Single-Cell Studies Advance Understanding of the Genetic and Molecular Basis of Atherosclerosis

Scritto il 12/06/2026
da Daniel Yuhang Li

Circ Res. 2026 Jun 12. doi: 10.1161/CIRCRESAHA.125.327472. Online ahead of print.

ABSTRACT

Atherosclerosis is a chronic disease of the arterial wall driven by complex interactions between vascular, immune, and stromal cells. For decades, our understanding of plaque biology relied on bulk assays that masked the underlying cellular heterogeneity. The development of single-cell and spatial genomics now enables the dissection of these multicellular systems with unprecedented granularity. These technologies have revealed the dynamic nature of vascular smooth muscle and endothelial cells, providing a framework to link genetic risk to specific transcriptional programs and cellular phenotypes. Single-cell RNA sequencing and single-cell epigenome sequencing (single-cell assay for transposase-accessible chromatin with sequencing) have redefined vascular cell biology, revealing intermediate phenotypic states and transcriptional regulators of disease progression.
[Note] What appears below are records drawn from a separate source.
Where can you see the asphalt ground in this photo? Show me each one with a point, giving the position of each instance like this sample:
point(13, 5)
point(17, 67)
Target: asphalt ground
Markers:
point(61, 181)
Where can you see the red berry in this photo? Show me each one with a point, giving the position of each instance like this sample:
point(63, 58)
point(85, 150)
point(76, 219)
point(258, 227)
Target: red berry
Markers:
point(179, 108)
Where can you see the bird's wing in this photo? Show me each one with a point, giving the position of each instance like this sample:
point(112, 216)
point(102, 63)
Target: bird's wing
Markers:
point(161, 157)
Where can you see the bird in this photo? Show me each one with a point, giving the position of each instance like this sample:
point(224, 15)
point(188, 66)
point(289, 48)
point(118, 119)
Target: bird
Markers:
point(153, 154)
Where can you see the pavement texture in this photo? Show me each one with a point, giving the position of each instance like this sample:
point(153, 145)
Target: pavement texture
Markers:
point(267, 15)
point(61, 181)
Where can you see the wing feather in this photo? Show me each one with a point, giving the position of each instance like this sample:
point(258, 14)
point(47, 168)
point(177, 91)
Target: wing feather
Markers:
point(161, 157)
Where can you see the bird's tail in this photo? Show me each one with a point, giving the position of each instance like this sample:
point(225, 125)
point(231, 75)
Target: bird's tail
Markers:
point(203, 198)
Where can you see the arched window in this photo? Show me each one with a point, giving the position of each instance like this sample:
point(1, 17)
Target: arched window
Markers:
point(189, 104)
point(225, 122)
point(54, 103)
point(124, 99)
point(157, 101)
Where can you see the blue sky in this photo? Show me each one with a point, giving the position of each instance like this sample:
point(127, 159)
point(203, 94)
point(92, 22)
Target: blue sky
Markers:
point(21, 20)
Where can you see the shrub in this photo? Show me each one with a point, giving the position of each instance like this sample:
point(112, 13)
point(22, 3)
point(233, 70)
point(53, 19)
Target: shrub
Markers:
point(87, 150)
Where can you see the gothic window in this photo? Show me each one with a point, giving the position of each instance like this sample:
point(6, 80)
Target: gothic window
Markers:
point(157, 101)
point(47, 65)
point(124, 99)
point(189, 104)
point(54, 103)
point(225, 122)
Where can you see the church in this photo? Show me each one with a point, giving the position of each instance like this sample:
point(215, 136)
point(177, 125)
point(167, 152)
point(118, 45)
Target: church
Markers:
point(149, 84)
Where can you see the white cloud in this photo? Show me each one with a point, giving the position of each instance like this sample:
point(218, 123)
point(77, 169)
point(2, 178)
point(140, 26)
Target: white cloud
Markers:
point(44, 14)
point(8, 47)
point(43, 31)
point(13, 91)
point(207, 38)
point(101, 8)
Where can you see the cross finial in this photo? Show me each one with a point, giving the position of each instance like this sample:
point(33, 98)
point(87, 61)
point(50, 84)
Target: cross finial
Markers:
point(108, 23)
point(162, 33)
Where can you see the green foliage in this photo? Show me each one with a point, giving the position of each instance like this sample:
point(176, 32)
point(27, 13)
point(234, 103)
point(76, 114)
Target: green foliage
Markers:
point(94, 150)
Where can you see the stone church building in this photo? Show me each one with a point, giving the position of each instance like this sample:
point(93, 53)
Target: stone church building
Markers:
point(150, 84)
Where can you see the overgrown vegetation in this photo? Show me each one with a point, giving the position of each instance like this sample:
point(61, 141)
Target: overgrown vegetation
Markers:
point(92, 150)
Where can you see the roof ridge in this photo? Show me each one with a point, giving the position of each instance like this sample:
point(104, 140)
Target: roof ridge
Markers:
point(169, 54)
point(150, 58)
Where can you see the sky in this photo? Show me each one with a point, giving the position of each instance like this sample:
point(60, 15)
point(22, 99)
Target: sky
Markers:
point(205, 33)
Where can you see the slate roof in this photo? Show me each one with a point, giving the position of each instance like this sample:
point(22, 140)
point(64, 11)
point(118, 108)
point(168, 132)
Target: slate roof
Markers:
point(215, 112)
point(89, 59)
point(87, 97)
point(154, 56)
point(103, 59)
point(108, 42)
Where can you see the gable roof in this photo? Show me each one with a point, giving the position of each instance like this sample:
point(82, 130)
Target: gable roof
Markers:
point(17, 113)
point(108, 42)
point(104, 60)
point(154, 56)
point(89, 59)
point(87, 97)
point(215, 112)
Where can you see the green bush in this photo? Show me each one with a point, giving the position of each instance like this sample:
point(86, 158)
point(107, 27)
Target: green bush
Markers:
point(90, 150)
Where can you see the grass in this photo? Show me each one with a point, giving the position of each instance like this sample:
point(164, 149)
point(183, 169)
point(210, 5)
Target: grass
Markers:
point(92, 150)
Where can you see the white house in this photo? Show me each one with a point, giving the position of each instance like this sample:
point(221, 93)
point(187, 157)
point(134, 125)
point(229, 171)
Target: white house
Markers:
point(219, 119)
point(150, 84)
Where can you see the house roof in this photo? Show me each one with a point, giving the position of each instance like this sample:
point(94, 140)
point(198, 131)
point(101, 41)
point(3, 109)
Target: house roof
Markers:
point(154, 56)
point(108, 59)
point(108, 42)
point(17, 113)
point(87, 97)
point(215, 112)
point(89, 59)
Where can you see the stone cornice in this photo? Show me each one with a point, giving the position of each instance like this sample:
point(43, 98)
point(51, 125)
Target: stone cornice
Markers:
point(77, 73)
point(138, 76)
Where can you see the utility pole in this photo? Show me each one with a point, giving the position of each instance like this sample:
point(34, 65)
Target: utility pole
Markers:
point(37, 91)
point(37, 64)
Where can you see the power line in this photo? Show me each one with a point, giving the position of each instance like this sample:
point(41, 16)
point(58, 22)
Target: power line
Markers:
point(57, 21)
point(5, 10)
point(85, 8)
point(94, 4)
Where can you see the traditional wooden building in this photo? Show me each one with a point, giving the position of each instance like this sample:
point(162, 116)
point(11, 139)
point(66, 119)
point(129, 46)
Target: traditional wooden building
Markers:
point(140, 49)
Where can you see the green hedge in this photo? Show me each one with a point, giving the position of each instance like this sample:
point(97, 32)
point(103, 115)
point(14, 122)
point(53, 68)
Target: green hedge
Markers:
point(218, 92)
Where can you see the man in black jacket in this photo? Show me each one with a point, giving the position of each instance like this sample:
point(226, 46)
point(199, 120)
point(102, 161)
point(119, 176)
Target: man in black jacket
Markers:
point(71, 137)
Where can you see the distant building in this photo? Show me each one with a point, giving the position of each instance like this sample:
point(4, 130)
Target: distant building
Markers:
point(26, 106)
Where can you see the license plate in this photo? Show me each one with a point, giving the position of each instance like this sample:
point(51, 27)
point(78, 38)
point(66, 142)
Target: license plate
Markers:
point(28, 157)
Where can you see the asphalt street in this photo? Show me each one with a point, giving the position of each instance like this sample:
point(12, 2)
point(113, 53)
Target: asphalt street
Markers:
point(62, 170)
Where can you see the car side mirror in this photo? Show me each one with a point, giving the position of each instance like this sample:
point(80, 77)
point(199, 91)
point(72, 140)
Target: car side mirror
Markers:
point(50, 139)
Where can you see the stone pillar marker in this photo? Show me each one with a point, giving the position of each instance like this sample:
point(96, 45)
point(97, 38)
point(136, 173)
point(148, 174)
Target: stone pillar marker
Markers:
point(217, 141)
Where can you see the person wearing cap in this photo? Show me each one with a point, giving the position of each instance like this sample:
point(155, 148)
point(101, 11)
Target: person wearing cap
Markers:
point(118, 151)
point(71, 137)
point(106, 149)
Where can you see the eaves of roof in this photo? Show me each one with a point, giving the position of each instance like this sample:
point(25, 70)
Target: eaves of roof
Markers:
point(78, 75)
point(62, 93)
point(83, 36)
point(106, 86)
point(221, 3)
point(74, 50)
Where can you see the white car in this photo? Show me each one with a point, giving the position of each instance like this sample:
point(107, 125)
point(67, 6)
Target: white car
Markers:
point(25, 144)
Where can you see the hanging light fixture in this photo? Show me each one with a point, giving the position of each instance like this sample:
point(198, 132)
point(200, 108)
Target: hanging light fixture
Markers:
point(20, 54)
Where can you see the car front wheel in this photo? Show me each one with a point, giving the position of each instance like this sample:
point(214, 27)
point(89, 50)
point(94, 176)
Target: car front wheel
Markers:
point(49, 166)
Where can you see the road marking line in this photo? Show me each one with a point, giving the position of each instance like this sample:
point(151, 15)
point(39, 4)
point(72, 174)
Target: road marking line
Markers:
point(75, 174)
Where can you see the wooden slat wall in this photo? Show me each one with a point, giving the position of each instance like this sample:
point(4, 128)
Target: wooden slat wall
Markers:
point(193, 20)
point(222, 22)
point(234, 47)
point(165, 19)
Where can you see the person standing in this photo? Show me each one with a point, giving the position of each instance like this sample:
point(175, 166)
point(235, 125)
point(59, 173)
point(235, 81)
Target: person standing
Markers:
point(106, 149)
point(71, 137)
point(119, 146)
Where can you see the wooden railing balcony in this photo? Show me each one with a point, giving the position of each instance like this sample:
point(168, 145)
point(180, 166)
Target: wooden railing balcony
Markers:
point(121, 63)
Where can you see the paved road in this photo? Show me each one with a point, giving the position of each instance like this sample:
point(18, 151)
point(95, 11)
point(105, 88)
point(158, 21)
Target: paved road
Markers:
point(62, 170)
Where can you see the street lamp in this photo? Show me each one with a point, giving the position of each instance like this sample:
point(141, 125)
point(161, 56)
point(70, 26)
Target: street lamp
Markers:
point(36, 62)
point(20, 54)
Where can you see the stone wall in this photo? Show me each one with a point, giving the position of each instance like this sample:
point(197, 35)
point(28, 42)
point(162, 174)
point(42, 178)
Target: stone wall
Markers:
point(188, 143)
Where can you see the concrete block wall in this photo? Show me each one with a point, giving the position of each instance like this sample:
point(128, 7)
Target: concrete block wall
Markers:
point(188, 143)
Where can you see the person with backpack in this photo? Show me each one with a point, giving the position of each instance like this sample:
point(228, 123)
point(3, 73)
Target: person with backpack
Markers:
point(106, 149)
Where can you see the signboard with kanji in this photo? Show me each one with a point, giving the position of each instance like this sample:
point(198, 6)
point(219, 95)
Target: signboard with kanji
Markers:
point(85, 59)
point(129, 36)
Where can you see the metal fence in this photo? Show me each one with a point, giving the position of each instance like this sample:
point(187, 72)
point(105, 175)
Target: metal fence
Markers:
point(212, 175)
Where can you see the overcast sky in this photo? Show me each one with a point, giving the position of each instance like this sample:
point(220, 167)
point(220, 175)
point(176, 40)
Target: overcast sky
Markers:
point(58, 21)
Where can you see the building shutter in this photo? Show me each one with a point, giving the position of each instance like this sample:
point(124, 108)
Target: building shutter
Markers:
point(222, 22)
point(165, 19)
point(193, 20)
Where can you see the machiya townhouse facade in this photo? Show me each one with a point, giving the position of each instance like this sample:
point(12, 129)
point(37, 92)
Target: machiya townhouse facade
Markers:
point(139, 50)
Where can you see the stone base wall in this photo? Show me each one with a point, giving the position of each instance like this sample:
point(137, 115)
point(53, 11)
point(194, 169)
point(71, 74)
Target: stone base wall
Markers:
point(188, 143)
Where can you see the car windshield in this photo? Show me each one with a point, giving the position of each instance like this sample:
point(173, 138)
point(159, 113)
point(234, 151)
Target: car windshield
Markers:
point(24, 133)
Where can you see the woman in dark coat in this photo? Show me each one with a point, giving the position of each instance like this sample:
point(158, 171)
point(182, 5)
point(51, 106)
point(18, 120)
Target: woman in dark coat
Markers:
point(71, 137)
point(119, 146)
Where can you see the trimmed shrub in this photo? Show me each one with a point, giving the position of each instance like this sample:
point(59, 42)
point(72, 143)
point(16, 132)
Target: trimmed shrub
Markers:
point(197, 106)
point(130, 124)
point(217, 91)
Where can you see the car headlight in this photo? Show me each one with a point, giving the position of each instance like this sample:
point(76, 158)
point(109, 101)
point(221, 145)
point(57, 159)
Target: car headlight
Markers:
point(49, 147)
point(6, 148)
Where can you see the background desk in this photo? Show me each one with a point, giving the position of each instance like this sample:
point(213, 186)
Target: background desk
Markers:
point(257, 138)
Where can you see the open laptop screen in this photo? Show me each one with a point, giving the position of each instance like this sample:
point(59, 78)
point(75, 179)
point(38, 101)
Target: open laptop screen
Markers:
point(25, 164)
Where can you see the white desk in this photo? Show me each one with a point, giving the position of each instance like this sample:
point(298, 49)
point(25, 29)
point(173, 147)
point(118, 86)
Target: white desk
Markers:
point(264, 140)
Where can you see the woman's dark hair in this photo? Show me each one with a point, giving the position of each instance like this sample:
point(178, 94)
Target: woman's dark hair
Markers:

Recent advances in spatially resolved transcriptomics have begun to link these molecular profiles to their anatomic context within the plaque microenvironment, informing on cell-cell signaling pathways. Integrating genetic risk with single-cell data is illuminating how noncoding variants converge on specific vascular cell types and gene-regulatory networks. In this review, we summarize key technological advances in single-cell RNA sequencing, single-cell assay for transposase-accessible chromatin with sequencing, and spatial transcriptomics. Furthermore, we highlight recent biological discoveries and discuss emerging approaches, particularly clustered regularly interspaced short palindromic repeats perturbation-based single-cell methods, which are poised to bridge causal genetics and functional vascular biology in atherosclerosis.